Atypical HUS (aHUS) is a different beast. It stems from a malfunction in the complement system, the part of the immune system that helps clear infections and damaged cells. Genetic mutations affecting complement-regulating proteins are found in roughly one-third to one-half of patients. The kidneys bear the brunt of the damage. Unlike the infection-driven form, aHUS tends to recur and requires targeted treatment that blocks the overactive complement pathway.
Disseminated Intravascular Coagulation (DIC)
DIC is a dangerous condition where the body’s clotting system goes haywire, forming clots throughout small vessels while simultaneously depleting clotting factors and causing bleeding. It’s triggered by severe infections (sepsis), major trauma, certain cancers, and obstetric emergencies. DIC causes MAHA through the same mechanism of red blood cells shearing against microthrombi, but it has a distinct lab profile that separates it from TTP and HUS.

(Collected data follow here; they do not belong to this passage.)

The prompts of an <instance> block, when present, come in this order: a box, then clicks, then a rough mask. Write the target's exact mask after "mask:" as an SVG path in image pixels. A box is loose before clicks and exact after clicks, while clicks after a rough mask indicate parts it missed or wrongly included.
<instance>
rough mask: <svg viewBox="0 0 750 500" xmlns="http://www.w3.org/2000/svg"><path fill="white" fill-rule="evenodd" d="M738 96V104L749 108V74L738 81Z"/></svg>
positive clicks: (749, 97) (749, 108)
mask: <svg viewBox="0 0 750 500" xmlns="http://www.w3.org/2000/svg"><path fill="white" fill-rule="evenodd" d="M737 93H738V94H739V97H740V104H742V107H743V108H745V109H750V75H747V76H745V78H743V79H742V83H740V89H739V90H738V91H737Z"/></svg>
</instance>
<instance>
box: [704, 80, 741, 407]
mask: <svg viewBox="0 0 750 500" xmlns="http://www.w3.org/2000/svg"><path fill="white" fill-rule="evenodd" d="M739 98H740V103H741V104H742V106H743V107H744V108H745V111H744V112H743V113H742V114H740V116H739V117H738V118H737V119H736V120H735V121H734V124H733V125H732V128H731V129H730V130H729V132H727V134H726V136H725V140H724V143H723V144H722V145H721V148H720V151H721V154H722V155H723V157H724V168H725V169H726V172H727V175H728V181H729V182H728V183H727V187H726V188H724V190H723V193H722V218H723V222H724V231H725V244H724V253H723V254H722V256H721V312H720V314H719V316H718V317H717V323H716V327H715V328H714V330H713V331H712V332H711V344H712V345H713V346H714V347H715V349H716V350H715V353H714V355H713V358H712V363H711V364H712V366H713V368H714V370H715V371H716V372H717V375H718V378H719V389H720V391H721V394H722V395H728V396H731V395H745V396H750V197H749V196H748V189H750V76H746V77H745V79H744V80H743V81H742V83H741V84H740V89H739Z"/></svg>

In DIC, clotting times (INR) are significantly prolonged and fibrinogen levels drop, because clotting factors are being consumed. D-dimer, a marker of clot breakdown, is very high. In TTP and most other TMAs, clotting times and fibrinogen stay relatively normal, and D-dimer is either normal or only mildly elevated. This distinction matters because the treatments are completely different.
HELLP Syndrome
HELLP syndrome is a pregnancy-related complication that combines hemolysis, elevated liver enzymes, and low platelets. It typically develops in the third trimester or shortly after delivery and represents a severe form of preeclampsia. The severity is graded by platelet count: the most severe form involves platelets below 50,000 per microliter with liver enzymes above 70 IU/L and LDH above 600 IU/L. Even the mildest form involves platelet counts between 100,000 and 150,000 per microliter with measurable liver enzyme elevation.
Delivery is the definitive treatment. Most patients recover within days to weeks after the pregnancy ends, though close monitoring for complications like liver rupture and kidney failure is essential during the acute phase.
Other Triggers
Not all MAHA is caused by clot-based microangiopathies. Mechanical heart valves and other cardiovascular devices can create enough turbulence to fragment red blood cells as they flow past artificial surfaces. Severe high blood pressure (malignant hypertension) damages small vessel walls directly, creating the same shearing effect. Certain cancers, particularly those that have spread widely, can trigger MAHA either through DIC or by tumor cells directly invading small blood vessels. Some medications, including certain chemotherapy drugs and immunosuppressants, can also damage the small vessel lining and cause MAHA.
What MAHA Feels Like
The symptoms of MAHA overlap with those of any significant anemia: fatigue, weakness, shortness of breath, pale skin, and a rapid heartbeat. Because the hemolysis releases hemoglobin into the bloodstream, urine may turn dark or tea-colored as the kidneys filter out the excess. Jaundice, a yellow discoloration of the skin and whites of the eyes, can develop from the buildup of bilirubin.
Beyond the anemia itself, symptoms vary depending on which organs the microthrombi are affecting. Kidney involvement produces decreased urine output and fluid retention. Brain involvement causes confusion, vision changes, or seizures. The combination of these organ-specific symptoms with anemia and easy bruising (from low platelets) is what typically prompts the blood work that reveals the diagnosis.
Because MAHA always signals an underlying process that needs urgent identification, the finding of schistocytes on a blood smear alongside low platelets and signs of hemolysis triggers a rapid diagnostic workup to distinguish between TTP, HUS, DIC, and other causes. The speed of that workup matters: TTP in particular carries a high mortality rate if treatment is delayed even by hours.